At the karaoke bar, before the second glass of wine came, my brother said, “This has been a great night.  I had a great time.”  I concurred.  We have done very little together, socially. He forgot to invite me to the plays he performed in throughout college, and even to his graduation from college.  The borders of attachment and belonging can be transient and obscure.  On the glass coffee table of my mother and stepfather’s home is a set of coasters that my brother made for them at a craft fair.  The images on the coasters are from Dr. Seuss’ book, Go, Dog, Go! The dog on the cover is driving a yellow car and wearing a scarf around its neck, as well as a burgundy beret and driving glasses like the goggles that an old racecar driver might have worn.  There is another set of beige terracotta coasters on the table that someone has been playing with and stacked like an archway and another set of four glass coasters that can hold photographs.  One is of Jonathan and me in a hotel room in Quebec, when I was eleven and he was three.  I am in my nightgown and hugging him and kissing his cheek.

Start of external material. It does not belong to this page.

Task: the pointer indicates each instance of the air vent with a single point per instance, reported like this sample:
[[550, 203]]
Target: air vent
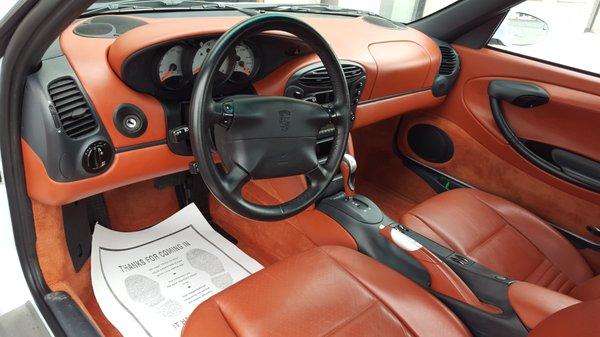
[[449, 61], [320, 78], [73, 111]]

When I wake, I am closer to my mother’s house than my own, but still I continue north, amazed at how few miles I have traveled and how long I have been on this journey. The sky is blue satin. I park in front of my apartment building, open my car door, and stare at the sky.  I am watching a day emerge.  The color is luminous, changing smoothly from the quiet of night, from a sky that nears blackness, to the unpeeling of a day.  Aperture, metallic water, mercury, satin.   I walk into my apartment and turn on my computer and I have one new message, from the word-a-day website.  Today’s word is “mitigate.”